Menjauh dari pertanian

Namun, arah kebijakan pembangunan sektor industri dan jasa justru bukan untuk menopang sektor pertanian. Industri perbankan, misalnya, malah menjauh dari pertanian. Kredit pertanian sulit diakses oleh petani.

Sektor industri pengolahan juga tidak mampu menumbuhkan pabrik-pabrik besar yang bisa bersaing dengan perusahaan multinasional, yang bahan bakunya ditopang produk domestik. Namun, sebaliknya produk pangan negara maju dan negara tetangga menyerbu pasar Indonesia.

”Sektor pertanian tak seburuk yang dibayangkan,” kata Bungaran.

Data Departemen Pertanian menunjukkan, produksi komoditas pertanian utama, seperti padi, jagung, karet, kelapa sawit, dan jambu mete, terus meningkat sebesar 4,85 persen-14,45 persen.

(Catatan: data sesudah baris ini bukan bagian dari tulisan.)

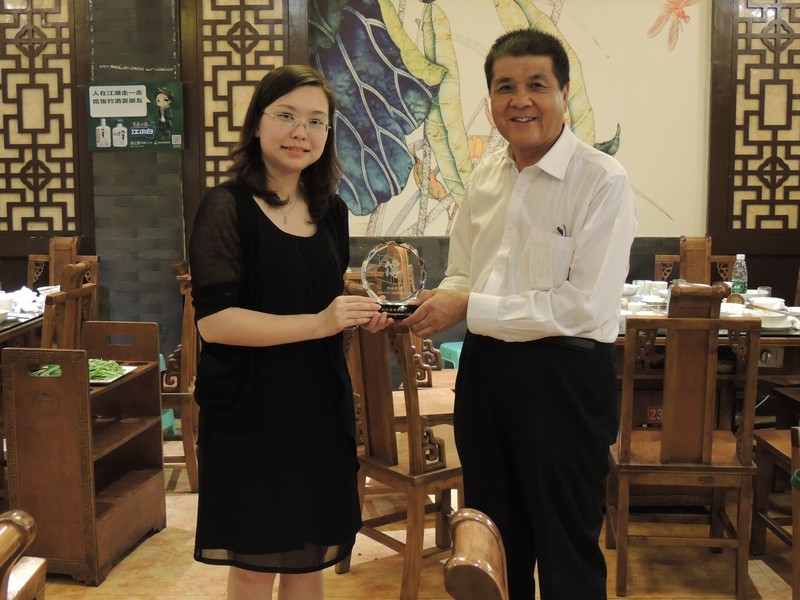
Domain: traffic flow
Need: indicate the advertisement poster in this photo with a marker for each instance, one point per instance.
(134, 116)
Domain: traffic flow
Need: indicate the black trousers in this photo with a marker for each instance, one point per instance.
(533, 423)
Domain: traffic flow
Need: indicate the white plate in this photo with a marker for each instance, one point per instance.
(785, 324)
(125, 370)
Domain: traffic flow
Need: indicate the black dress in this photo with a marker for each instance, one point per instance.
(276, 446)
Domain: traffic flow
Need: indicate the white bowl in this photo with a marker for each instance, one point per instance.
(629, 289)
(770, 319)
(768, 302)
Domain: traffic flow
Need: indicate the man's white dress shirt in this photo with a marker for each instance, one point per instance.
(544, 251)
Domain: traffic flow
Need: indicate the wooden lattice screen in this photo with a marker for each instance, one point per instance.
(755, 130)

Ekspor komoditas pertanian, khususnya perkebunan, seperti produk kelapa sawit, karet, kakao, dan kopi, juga terus naik. Neraca ekspor-impor subsektor perkebunan tahun 2006, misalnya, naik menjadi 12,29 miliar dollar AS dibandingkan tahun 2003 yang hanya 7,78 miliar dollar AS. Tahun 2007 dan 2008 nilai ekspor subsektor perkebunan meningkat tajam karena kenaikan harga minyak sawit mentah (CPO), karet, kakao, dan kopi di pasar dunia.

Guru besar sosial ekonomi dan industri pertanian Universitas Gadjah Mada, M Maksum, mengungkapkan, sudah saatnya pemerintah melakukan perombakan pembangunan ekonomi nasional dari yang sebelumnya mengorbankan sektor pertanian menjadi propertanian.

Dalam wawancara sebelumnya, Maksum mengungkapkan, industri hilir pertanian, seperti industri pengolahan produk pertanian, tidak tumbuh untuk meningkatkan daya saing pertanian. Ekspor komoditas pertanian hanya pada komoditas mentah, seperti karet, biji kopi, biji kakao, dan CPO.

Tidak ada langkah strategis dari pemerintah untuk menumbuhkan industri pengolahan produk pertanian yang bisa memberikan nilai tambah. Padahal, tumbuhnya industri pengolahan berbasis bahan baku domestik akan menyerap lebih banyak tenaga kerja dan dapat meningkatkan pendapatan masyarakat desa.

”Pemerintah selalu terjebak dalam nafsu kebijakan jangka pendek yang kerap membuat harga pangan dan produk pertanian menjadi murah. Kebijakan fiskal dan moneter pun tidak prosektor pertanian,” katanya.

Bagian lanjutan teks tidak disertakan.